WASHINGTON -- To prevent inflation from taking off, the Federal Reserve will need to start boosting interest rates quickly and aggressively once the economy is back on firmer footing, Fed officials warned Tuesday.
"I expect that when it comes time to tighten monetary policy, my colleagues and I will move with an alacrity that, if needed, will be equal in speed and intensity" to when the Fed was slashing rates to battle the recession and the financial crisis, said Richard Fisher, president of the Federal Reserve Bank of Dallas.
Although Fisher has a reputation for being one of the Fed's toughest inflation fighters, it marked the second such warning by a central bank official in recent days.
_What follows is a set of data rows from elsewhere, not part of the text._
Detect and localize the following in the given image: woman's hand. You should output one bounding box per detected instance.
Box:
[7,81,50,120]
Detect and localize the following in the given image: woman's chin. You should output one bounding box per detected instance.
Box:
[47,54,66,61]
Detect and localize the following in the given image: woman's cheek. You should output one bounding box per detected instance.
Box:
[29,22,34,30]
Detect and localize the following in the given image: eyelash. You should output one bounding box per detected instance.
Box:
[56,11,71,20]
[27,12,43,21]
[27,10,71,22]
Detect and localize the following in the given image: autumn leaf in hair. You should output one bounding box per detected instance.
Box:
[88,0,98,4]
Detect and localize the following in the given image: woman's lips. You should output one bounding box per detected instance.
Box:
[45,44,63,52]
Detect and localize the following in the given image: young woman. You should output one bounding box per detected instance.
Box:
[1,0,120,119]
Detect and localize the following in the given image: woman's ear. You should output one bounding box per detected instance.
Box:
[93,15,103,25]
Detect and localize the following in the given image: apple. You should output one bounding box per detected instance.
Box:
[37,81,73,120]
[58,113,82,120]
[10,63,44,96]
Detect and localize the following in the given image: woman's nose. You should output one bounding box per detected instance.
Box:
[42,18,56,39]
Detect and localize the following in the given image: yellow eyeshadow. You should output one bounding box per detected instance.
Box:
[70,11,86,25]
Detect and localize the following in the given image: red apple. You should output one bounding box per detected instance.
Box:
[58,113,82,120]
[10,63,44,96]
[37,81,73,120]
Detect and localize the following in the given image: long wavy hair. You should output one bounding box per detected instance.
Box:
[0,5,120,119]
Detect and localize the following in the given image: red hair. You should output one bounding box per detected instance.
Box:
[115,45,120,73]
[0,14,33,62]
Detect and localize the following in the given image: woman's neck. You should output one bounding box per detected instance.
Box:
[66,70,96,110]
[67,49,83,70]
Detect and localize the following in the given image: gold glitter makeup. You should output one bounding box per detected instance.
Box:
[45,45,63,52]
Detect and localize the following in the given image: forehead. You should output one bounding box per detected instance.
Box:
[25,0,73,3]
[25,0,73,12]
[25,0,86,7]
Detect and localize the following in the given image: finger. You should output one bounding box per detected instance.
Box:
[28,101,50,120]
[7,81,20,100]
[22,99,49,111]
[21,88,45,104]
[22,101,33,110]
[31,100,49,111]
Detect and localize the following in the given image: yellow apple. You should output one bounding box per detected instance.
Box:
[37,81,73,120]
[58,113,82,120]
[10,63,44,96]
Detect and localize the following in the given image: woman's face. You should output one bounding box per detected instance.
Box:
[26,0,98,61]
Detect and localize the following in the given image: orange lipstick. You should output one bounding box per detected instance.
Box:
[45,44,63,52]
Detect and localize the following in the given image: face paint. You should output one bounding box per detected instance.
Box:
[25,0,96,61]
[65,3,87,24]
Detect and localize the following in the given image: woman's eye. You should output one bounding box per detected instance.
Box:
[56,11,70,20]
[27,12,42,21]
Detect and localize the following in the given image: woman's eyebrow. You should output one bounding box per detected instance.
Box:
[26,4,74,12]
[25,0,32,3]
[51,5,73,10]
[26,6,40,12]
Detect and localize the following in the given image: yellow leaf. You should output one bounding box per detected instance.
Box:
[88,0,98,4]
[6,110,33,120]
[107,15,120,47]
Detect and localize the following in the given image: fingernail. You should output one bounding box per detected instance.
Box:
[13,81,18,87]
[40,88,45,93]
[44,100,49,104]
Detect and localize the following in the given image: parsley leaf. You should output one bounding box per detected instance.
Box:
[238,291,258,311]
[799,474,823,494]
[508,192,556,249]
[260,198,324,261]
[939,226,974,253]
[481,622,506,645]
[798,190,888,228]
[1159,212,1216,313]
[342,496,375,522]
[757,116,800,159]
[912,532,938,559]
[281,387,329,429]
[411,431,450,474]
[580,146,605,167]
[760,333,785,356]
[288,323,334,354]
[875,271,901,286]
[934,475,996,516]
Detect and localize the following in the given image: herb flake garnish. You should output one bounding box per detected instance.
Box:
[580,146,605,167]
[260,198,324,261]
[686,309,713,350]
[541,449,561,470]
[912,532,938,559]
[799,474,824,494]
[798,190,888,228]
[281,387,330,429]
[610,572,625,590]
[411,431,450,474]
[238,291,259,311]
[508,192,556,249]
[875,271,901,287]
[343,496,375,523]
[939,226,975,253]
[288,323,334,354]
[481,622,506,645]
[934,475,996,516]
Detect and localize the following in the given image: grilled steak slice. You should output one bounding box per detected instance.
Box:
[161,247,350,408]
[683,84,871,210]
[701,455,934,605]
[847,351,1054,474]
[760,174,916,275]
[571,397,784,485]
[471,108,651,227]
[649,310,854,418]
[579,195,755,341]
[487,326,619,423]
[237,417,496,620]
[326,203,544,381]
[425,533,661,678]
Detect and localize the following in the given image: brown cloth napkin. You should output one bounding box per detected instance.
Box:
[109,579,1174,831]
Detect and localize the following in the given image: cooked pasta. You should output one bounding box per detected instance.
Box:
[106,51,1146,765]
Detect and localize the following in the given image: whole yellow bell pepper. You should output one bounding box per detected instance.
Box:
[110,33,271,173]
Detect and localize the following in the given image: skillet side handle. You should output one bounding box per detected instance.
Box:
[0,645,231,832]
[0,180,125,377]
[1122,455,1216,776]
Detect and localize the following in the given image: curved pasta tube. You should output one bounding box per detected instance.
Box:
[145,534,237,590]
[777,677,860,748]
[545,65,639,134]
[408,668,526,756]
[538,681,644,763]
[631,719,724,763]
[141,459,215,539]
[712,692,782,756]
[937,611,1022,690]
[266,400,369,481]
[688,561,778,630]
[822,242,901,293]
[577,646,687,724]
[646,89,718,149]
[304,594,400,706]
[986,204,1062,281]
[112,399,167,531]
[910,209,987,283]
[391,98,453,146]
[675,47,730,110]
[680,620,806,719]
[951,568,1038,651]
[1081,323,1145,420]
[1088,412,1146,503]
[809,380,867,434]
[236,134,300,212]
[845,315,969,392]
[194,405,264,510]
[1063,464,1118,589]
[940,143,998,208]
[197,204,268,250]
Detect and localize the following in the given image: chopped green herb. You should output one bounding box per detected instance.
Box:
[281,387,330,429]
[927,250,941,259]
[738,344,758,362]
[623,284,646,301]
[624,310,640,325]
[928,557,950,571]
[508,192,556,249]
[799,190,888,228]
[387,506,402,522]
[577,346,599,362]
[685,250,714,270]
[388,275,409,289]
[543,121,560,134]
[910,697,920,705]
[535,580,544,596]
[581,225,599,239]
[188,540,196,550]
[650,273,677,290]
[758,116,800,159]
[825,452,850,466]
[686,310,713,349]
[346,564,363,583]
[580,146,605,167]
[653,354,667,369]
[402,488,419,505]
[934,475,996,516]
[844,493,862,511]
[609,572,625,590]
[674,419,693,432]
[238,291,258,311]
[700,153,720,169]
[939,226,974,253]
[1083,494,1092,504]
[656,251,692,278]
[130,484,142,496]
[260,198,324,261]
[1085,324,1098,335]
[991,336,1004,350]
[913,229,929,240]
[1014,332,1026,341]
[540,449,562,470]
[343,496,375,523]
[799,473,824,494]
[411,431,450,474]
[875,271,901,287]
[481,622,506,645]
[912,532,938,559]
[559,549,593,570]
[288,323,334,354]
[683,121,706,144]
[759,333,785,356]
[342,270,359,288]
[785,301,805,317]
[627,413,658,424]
Fed member Kevin Warsh on Friday said the central bank will need to move swiftly when the time comes to raise rates.
Charles Plosser, president of the Federal Reserve Bank of Philadelphia and also a hawk against inflation, waded into the debate in a speech Tuesday in Easton, Pa., saying the Fed may need to act "well before" unemployment -- now at a 26-year high of 9.7 percent -- returns to normal. The Fed, he said, will need to be on guard "to prevent the Second Great Inflation."
It's all part of a high-wire act that the Fed has to perform as the economy transitions from recession to recovery.
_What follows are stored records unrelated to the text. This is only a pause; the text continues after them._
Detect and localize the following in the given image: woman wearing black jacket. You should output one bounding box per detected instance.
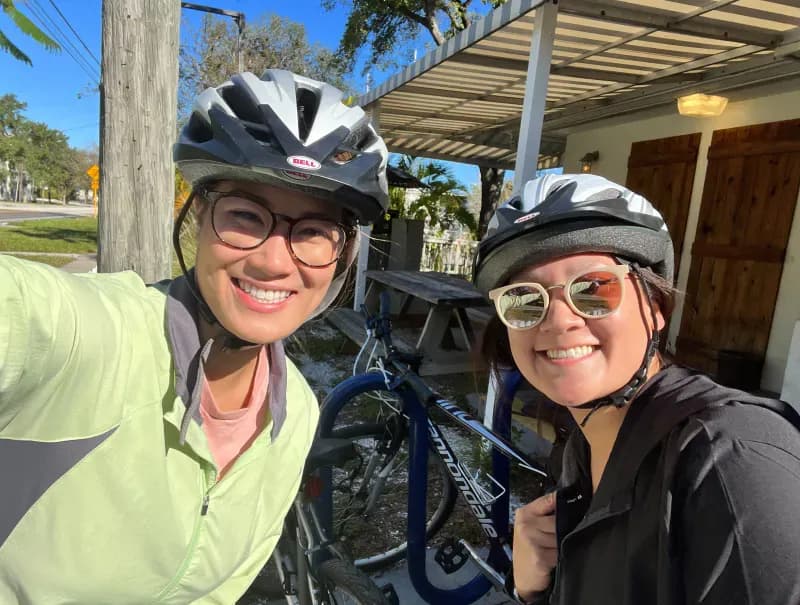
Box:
[473,174,800,605]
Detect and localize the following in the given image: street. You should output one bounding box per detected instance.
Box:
[0,202,94,223]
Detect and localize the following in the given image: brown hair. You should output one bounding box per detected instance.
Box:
[479,265,677,379]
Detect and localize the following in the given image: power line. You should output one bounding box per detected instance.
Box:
[22,0,99,84]
[46,0,100,67]
[23,1,99,84]
[27,0,99,80]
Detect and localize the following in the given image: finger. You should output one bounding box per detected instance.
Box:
[537,546,558,569]
[516,507,557,533]
[537,514,557,534]
[527,491,557,516]
[514,547,558,580]
[519,526,558,549]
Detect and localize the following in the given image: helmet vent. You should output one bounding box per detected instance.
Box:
[296,87,319,141]
[219,83,262,125]
[342,123,372,151]
[185,113,213,143]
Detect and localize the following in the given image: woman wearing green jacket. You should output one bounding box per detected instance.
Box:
[0,69,388,604]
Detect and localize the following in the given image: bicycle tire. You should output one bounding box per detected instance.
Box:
[238,557,284,601]
[317,558,391,605]
[321,374,457,572]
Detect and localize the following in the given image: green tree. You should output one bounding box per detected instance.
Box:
[179,13,350,117]
[390,155,476,237]
[0,95,92,202]
[0,93,31,200]
[0,0,59,65]
[322,0,505,74]
[25,124,91,201]
[0,94,27,168]
[323,0,509,238]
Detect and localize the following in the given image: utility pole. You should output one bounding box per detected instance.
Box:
[99,0,179,281]
[181,3,246,72]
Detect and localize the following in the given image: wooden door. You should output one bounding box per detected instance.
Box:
[676,119,800,374]
[626,132,701,269]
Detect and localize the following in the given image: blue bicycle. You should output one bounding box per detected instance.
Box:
[317,292,555,604]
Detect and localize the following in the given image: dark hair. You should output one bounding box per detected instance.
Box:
[479,265,677,379]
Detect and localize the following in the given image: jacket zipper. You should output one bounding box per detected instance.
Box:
[156,465,217,601]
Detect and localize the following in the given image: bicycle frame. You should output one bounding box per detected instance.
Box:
[272,488,338,605]
[318,367,549,605]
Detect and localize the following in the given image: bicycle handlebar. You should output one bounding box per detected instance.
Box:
[361,291,435,404]
[360,291,394,348]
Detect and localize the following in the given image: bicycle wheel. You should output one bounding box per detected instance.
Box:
[317,558,391,605]
[238,558,283,602]
[321,374,457,571]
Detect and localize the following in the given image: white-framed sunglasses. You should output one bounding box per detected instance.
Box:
[488,264,631,331]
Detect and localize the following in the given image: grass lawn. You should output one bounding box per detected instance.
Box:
[4,253,75,268]
[0,217,97,254]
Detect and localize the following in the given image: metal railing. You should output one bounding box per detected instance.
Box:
[420,237,478,279]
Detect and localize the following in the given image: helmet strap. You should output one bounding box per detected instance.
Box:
[577,264,660,428]
[172,188,260,351]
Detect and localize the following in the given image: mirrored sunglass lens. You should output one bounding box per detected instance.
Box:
[291,219,345,266]
[498,286,546,329]
[213,196,272,247]
[569,271,623,317]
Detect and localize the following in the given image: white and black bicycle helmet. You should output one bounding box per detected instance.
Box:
[474,174,675,421]
[172,70,389,347]
[174,69,389,224]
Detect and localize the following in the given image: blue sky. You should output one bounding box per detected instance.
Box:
[0,0,488,188]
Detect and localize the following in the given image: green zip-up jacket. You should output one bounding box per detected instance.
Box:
[0,255,319,604]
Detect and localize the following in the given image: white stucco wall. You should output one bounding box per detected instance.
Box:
[562,81,800,393]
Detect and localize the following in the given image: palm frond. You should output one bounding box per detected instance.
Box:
[387,153,477,235]
[3,1,59,51]
[0,28,32,64]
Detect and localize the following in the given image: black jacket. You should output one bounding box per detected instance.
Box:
[530,365,800,605]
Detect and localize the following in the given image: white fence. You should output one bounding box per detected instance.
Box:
[420,237,478,278]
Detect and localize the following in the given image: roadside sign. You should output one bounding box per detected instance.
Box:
[86,164,100,217]
[86,164,100,190]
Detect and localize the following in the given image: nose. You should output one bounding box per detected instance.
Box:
[539,289,584,333]
[247,222,296,275]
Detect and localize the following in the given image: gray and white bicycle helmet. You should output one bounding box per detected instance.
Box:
[473,174,675,420]
[174,69,389,224]
[473,174,673,294]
If the Fed raises rates and reels in the unprecedented support too soon, it could short-circuit the rebound. If the central bank waits too long to rein in its stimulus, inflation could be unleashed.
"The wind-down process needs to begin as soon as there are convincing signs that economic growth is gaining traction and that the lending capacity of the banking system is capable of expansion," according to excerpts of a speech Fisher delivered in Dallas. That also was similar to Warsh's comments last week.
Some investors found Warsh's comments confusing, especially coming just two days after the Fed decided to hold its key bank lending rate at a record low near zero and pledged to keep it there for an "extended period." Most economists read that to mean the Fed would keep rates at super-low levels through this year and into part of 2010.
Warsh's comments led some investors to believe that rate increases could come sooner. The last time the Fed raised rates was in June 2006, around the time that the housing bubble reached its peak.
The notion that central banks should act forcefully -- versus gradually -- in raising rates after a financial crisis was a subject of discussion at a Fed conference in Wyoming in August.
When the decision is made to boost rates, they will need to be "increased aggressively," argued Carl Walsh, a professor of economics at the University of California, Santa Cruz, and an expert on monetary policy. "Committing to a gradual increase in the policy rate is not justified."
Consumers, businesses and investors must feel more confident that prices won't spiral higher in the future, so their inflation expectations don't become "unanchored," Walsh said last month.
On other matters, Fisher said Tuesday that despite some signs of improvement, the housing market is "still on life support."
The Fed last week announced it was slowing down a program intended to lower mortgage rates and aid the housing sector. "The market for housing will not become truly robust until market forces replace the prostheses of government support," Fisher said.
Still, home prices rose for the third straight month in July. The Standard & Poor's/Case-Shiller home price index of 20 major cities rose 1.2 percent from June. Though 13.3 percent below July a year ago, the annual price declines have slowed in all 20 cities for the sixth straight month, according to data released Tuesday.